Three commercially available Fortimedix (KAON stents), Dutch, X-ray high density, non-fluorescent coronary stents made of stainless steel 316 L were coated with a carbon-carbon composite coating according to DE 202004009060U. . As a precursor polymer, Beckopox EP 401 from UCB, a phenoxy resin, was used, and the dispersion was prepared in methylethylketone with a commercially available mixture of carbon black, Printex alpha from Degussa, and C60 and C70 from FCC sold as Nanom-Mix. Prepared. The solids content of the polymer was 0.5% by weight, the solids content of carbon black was 0.3% by weight, the solids content of the fullerene mixture was 0.2% by weight, and the solids content of the solvent was 99% by weight. The precursor solution was sprayed onto the substrate as a polymer film, weighed using 350 ° C. hot air in the atmosphere, and subsequently the weight of the polymer film was determined as it was, and the coating yielded a surface area weight of about 2.5 g / m ² . Had The original fluorescence of the sample was then tested using a Nikon fluorescence microscope. The coating itself was not fluorescent.

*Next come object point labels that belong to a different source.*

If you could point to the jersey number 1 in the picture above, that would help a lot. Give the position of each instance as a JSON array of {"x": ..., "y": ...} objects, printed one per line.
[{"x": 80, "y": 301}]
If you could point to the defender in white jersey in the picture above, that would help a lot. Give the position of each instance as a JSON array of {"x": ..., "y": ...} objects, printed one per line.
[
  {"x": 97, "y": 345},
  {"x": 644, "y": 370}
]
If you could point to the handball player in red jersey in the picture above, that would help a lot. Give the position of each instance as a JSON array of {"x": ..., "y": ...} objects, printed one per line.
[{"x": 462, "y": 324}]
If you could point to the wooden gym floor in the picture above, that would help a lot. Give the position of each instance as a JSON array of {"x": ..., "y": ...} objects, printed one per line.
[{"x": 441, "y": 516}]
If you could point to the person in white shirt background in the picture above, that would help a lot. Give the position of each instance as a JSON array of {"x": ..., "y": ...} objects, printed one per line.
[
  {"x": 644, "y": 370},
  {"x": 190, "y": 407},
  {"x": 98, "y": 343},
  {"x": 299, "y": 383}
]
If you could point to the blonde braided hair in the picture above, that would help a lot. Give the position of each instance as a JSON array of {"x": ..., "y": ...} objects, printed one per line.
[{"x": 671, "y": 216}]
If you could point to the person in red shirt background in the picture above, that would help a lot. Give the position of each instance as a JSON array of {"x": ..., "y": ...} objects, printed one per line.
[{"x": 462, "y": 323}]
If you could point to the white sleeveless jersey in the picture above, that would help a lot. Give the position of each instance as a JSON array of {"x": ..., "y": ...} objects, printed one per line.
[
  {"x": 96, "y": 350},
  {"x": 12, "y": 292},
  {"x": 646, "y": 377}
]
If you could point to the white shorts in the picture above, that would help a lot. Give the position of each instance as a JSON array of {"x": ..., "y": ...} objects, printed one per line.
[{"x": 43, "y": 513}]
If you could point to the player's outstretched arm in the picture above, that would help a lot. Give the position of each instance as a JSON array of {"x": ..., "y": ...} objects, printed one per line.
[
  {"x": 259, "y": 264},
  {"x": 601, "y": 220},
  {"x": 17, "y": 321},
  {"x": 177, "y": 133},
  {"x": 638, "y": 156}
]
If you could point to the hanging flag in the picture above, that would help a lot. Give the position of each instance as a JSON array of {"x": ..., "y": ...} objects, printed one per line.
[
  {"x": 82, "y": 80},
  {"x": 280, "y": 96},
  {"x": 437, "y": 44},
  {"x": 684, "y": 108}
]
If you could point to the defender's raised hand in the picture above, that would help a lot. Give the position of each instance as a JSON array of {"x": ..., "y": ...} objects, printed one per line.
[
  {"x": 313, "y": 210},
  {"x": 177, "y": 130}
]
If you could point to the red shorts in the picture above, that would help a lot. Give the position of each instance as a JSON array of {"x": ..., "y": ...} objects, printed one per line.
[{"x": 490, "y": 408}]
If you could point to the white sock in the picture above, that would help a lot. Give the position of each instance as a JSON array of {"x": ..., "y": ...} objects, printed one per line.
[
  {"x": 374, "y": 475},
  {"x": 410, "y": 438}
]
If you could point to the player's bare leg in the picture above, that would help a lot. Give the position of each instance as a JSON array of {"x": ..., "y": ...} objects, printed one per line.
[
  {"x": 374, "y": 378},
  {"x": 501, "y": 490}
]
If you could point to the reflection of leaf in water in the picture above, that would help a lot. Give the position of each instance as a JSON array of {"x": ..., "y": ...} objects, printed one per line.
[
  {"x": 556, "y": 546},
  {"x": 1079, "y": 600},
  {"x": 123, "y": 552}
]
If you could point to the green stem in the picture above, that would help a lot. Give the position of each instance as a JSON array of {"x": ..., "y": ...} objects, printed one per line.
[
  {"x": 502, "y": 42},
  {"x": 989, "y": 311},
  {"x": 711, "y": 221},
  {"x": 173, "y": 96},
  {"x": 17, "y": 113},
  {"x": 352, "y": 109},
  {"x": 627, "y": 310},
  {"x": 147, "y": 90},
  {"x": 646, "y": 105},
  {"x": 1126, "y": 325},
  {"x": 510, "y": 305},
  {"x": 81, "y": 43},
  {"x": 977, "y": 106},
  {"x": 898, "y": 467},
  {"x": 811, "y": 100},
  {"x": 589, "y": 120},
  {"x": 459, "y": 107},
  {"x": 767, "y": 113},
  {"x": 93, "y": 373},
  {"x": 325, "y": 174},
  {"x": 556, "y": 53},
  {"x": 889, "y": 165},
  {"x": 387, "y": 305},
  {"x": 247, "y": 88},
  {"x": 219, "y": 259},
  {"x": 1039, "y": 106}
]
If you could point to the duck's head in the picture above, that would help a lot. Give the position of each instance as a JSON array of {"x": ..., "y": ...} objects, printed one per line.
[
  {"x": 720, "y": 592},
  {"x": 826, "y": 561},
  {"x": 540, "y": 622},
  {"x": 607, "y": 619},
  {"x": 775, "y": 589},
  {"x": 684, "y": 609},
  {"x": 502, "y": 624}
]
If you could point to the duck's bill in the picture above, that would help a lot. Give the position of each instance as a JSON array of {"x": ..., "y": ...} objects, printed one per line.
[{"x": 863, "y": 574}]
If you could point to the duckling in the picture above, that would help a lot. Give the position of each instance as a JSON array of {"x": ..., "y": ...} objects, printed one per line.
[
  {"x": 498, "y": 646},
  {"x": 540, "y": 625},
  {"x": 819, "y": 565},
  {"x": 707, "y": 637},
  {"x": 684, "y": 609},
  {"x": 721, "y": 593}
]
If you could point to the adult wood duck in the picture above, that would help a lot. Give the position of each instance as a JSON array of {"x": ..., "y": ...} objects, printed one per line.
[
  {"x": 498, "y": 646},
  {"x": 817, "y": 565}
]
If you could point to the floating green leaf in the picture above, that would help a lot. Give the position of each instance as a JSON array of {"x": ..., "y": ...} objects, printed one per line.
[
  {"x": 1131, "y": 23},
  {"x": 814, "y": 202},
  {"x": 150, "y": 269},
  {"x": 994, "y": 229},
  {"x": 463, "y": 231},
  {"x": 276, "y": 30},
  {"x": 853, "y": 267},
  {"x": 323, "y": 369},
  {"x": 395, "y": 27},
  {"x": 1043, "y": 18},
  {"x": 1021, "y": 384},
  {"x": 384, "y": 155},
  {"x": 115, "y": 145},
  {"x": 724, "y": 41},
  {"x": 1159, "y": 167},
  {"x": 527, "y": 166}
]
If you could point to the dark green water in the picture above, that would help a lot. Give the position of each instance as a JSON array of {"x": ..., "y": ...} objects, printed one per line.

The sample was then heat treated in a commercial tube reactor according to DE 202004009060U. The heat treatment was carried out under a nitrogen atmosphere at a holding temperature of 300 ° C. and a holding time of 30 minutes with a heating and cooling ramp of 1.3 K / min. Subsequently, the samples were treated with 10 ml ultrasonic bath of 50% ethanol solution at 30 ° C. for 20 minutes, washed, and then dried at 90 ° C. with a commercial hot air oven. Gravimetric analysis indicates that the shrinkage after the heat treatment is about 30% and the surface area weight of the glass-like amorphous carbon / pyrrolid carbon composite coating is 1.75 g / m ² . Scanning electron microscopy shows an average porosity of 1 μm. Fluorescence microscopy indicates that the coating is fluorescence free.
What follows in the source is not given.